Sur sa rencontre avec Claude Julien :

On n'est pas vraiment entrés dans les détails, on a juste parlé de ce que je faisais ici, de mes plans pour l'été, de mon entraînement. Des choses bien simples. On s'était parlé un peu au téléphone, mais c'était la première fois que je le rencontrais en personne. C'était plutôt cool de le voir, et je suis vraiment excité de travailler avec lui.

Sur le fait de porter le numéro 13 avec les Canadiens : 

C'est à 100% pour rendre hommage à Mats Sundin. C'est un peu bizarre de voir le 13 et le nom de famille Domi dans le dos d'un chandail des Canadiens, mais je pense que ça paraît bien. C'est un bon numéro - je l'ai porté toute mon enfance. J'ai changé pour le 16 quand j'avais 12 ans, lorsqu'on m'a diagnostiqué un diabète de type 1, pour rendre hommage à Bobby Clarke. Évidemment, le 16 est retiré ici.
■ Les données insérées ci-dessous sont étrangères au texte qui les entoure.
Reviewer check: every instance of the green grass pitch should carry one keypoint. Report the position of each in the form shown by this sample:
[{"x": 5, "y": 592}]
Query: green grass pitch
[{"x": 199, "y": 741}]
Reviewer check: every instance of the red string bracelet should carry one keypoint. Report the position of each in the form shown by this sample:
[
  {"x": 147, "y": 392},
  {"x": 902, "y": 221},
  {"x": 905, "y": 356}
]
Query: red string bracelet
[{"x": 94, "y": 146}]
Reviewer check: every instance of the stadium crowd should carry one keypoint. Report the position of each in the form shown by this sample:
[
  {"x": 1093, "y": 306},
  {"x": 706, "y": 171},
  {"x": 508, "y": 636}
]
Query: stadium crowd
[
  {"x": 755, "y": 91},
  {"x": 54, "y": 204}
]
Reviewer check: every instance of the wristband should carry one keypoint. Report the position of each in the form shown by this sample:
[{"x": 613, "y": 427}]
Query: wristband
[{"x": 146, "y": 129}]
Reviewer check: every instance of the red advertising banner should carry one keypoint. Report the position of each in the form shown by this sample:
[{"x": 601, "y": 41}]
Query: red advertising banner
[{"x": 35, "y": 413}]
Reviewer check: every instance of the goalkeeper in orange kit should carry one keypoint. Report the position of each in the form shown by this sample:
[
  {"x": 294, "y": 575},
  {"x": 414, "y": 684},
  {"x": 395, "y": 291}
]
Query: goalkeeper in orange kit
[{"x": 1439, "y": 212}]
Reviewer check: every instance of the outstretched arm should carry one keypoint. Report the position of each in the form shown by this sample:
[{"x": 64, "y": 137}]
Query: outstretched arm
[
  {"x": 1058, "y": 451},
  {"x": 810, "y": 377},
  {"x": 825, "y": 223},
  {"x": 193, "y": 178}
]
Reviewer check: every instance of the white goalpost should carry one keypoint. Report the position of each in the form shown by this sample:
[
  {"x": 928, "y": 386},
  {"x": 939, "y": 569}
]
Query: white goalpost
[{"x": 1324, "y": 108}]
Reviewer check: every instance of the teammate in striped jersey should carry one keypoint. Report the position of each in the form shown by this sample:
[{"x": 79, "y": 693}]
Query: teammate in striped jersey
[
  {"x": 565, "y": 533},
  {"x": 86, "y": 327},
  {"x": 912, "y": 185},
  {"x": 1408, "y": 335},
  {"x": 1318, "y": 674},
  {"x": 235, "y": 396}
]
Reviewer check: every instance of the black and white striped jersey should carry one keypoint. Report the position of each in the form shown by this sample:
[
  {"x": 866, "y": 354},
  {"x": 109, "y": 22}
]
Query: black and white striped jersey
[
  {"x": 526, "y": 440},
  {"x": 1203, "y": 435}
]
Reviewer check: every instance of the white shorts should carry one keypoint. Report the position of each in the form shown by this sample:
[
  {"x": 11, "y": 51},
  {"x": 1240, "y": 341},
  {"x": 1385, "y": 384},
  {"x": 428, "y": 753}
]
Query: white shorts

Sur le fait de voir Bobby Clarke comme une inspiration :

En étant diabétique de type 1, chaque jour est une bataille, dans une certaine mesure. Mais quand je pense à quelqu'un comme lui, qui vivait avec ça, avant toute la technologie qu'on connaît aujourd'hui, je me demande vraiment comment il a fait et j'ai beaucoup de respect pour lui. Quand tu vis avec ça tous les jours, tu sais ce que c'est. La première question que j'ai posé [quand on m'a diagnostiqué] était de savoir si je pouvais encore jouer au hockey. Dès qu'ils ont dit oui, rien d'autre ne m'a vraiment déconcerté. Quand vous avez un gars qui l'a fait avant, bien avant votre temps, et que vous avez quelqu'un à qui vous confier, un gars qui vous a ouvert la voie, il est beaucoup plus facile d'y arriver.

Sur la possibilité de voir son père, l'ancien des Maple Leafs Tie Domi, dans un chandail des Canadiens :

Je vais essayer de prendre au moins une photo avec lui un dans un des premiers matchs ici à Montréal. Si vous aviez dit à quelqu'un, il y a cinq ou dix ans, que Tie Domi allait être un partisan des Canadiens de Montréal, il vous aurait traité de fou. Mais je suis son fils, et je représente l'une des franchises les plus légendaires du sport, et il est maintenant le plus grand fan des Canadiens au monde.

Sur le fait d'utiliser les bâtons de son père lorsqu'il était plus jeune :

Il était un droitier, alors je n'ai pas utilisé ses bâtons. Sa courbe était terrible, de toute façon. C'était comme une pelle. C'était plus un bâton de «dump-and-chase»!